Novavax in talks with FDA over quick approval for COVID-19 shot

The SARS-CoV-2 coronavirus

Novavax hopes its COVID-19 vaccine could be filed in the US in the second quarter, following a potential approval from the UK regulator in the coming weeks.

The timetable for approval from the FDA depends on whether the regulator accepts data from the company’s trial in the UK, which could set up a potential Emergency Use Authorisation.

Following an upbeat Q4 results announcement CEO Stanley Erck told CNBC that discussions with the FDA are ongoing but the hope is that the regulator will accept the phase 3 data from the UK showing 96% efficacy against the original COVID-19 variant.

The vaccine also offers some protection against the newer UK and South African variants and is also much easier to distribute and handle than the delicate mRNA vaccines from Moderna and Pfizer/BioNTech, which require ultra-cool storage temperatures.

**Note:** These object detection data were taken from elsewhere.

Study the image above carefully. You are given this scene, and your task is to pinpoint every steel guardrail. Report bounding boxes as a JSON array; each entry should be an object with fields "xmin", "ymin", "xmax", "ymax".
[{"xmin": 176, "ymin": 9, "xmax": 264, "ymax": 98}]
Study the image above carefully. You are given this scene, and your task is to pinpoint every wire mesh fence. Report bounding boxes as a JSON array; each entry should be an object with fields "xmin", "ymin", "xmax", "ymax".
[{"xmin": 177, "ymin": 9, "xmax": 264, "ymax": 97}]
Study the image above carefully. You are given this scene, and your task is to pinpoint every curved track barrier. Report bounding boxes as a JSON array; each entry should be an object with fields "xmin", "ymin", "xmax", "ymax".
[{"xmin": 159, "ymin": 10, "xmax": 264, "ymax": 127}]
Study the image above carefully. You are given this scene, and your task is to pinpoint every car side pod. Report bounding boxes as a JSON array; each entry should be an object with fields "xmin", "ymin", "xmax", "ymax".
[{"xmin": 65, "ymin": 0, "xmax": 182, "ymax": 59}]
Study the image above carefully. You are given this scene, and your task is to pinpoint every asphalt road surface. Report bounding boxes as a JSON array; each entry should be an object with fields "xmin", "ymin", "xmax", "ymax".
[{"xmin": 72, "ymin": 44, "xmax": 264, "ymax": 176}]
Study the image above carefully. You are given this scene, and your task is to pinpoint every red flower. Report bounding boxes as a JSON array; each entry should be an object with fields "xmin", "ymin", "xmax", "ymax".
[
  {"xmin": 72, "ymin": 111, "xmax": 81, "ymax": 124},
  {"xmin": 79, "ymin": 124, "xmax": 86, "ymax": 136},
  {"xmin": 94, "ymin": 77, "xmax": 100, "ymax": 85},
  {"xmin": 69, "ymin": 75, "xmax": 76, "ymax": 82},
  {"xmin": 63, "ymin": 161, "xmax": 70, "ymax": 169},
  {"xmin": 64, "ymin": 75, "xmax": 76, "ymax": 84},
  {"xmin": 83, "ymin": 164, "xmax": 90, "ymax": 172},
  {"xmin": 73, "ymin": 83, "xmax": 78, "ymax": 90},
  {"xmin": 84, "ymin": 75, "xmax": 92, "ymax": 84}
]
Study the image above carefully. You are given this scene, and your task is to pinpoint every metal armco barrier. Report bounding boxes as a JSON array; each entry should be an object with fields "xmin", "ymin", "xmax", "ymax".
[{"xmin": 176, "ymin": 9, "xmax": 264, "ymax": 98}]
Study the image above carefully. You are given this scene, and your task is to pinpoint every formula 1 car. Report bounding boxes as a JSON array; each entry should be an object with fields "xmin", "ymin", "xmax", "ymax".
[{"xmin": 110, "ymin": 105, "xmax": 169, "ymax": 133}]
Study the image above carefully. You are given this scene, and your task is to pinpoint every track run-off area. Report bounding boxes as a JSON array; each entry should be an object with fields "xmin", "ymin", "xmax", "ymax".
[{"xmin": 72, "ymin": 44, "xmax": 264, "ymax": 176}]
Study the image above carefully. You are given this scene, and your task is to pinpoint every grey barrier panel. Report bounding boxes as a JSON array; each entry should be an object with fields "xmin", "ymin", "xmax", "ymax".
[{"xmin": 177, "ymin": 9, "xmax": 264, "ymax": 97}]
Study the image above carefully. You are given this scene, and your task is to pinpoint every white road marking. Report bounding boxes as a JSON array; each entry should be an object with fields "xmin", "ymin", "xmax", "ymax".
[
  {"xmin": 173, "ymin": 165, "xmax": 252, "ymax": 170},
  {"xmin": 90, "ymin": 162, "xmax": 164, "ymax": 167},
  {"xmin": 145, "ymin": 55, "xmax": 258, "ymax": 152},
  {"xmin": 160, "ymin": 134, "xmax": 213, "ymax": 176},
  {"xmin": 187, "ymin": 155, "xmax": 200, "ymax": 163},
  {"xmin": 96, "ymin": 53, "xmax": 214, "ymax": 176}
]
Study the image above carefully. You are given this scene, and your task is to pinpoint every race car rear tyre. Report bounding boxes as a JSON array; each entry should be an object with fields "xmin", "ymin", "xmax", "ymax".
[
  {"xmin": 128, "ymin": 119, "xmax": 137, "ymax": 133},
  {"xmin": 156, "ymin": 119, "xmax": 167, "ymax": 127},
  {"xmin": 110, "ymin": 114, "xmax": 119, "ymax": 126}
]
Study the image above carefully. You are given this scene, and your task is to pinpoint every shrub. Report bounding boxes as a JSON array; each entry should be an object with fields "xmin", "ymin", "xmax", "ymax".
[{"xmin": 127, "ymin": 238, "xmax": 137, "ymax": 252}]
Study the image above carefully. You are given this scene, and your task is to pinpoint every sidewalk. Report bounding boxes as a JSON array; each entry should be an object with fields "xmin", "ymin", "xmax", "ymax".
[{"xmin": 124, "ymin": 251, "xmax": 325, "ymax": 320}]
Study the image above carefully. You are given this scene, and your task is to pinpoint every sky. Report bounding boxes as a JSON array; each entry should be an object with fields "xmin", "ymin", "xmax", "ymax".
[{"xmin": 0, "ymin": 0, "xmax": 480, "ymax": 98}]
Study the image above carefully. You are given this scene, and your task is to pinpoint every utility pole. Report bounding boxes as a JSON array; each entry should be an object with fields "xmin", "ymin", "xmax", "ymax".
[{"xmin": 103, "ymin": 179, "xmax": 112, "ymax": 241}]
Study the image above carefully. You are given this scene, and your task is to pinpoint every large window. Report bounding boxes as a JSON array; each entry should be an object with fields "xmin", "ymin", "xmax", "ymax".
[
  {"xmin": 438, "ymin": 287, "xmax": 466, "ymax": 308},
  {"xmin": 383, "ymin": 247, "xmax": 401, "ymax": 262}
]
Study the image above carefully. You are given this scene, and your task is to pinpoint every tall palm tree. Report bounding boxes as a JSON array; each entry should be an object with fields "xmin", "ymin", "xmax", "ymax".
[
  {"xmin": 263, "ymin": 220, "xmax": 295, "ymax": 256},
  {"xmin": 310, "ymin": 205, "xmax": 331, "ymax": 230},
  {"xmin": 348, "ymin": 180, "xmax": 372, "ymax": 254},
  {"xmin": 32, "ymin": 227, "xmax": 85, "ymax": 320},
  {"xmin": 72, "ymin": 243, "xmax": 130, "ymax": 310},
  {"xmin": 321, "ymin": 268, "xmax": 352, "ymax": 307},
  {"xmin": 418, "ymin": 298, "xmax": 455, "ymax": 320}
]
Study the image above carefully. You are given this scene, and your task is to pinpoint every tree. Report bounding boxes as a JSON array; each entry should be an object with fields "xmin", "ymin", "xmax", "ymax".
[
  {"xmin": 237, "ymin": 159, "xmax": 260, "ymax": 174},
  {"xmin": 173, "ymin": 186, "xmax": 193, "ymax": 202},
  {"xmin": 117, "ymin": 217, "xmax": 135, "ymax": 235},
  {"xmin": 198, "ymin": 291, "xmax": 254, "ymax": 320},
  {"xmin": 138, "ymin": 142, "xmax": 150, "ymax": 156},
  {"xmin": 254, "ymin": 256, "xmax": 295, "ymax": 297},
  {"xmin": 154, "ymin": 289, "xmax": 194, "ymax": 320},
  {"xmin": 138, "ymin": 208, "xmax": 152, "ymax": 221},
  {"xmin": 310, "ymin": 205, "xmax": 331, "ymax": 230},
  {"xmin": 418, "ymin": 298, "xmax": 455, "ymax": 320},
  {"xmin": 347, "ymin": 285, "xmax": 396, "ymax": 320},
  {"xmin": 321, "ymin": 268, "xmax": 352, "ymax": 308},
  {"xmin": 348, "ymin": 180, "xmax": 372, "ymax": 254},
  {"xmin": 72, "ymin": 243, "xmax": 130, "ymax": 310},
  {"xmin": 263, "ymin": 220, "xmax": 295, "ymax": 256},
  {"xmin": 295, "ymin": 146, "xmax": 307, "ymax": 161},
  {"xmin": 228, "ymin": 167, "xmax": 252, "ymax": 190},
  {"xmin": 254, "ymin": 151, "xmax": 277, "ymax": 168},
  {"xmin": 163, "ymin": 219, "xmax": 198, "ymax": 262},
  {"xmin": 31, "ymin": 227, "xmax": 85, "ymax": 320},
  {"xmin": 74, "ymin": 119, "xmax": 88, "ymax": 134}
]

Novavax’s vaccine is a sequence of protein engineered from the genetic sequence of the SARS-CoV-2 virus that mimics the “Spike” protein found on the pathogen’s surface.

It cannot replicate or cause the disease but does produce a strong immune response that neutralises the virus in the event of an infection.

Novavax’s phase 3 trial in the US is still ongoing with 30,000 participants, but the company hope data already reported from the UK trial will be enough to convince the FDA to approve.

Three regulators – the UK’s Medicines and Healthcare products Regulatory Agency (MHRA), the European Medicines Agency and Health Canada – started rolling reviews of the vaccine at the beginning of February.

This allows them to review trial data as it breaks, vastly speeding up the approval process.

This sets up a potential approval in the UK next month followed by a US filing in May, although the timeline could be pushed by up to two months if the FDA decides to wait for data from the US trial.

Novavax has agreements in place for up to 300 million doses including the UK government, which has 60 million doses of the vaccine on order if approved.

The US biotech will make some of the vaccine at a UK factory in Billingham, Stockton-on-Tees.

Up to 1.1 billion doses could be supplied in a tie-up with the Serum Institute of India to the COVAX scheme aimed at providing access in poorer countries.

There are three COVID-19 vaccines approved in the US, from Moderna, Pfizer/BioNTech and Johnson & Johnson, which was granted an Emergency Use Authorization at the end of last week.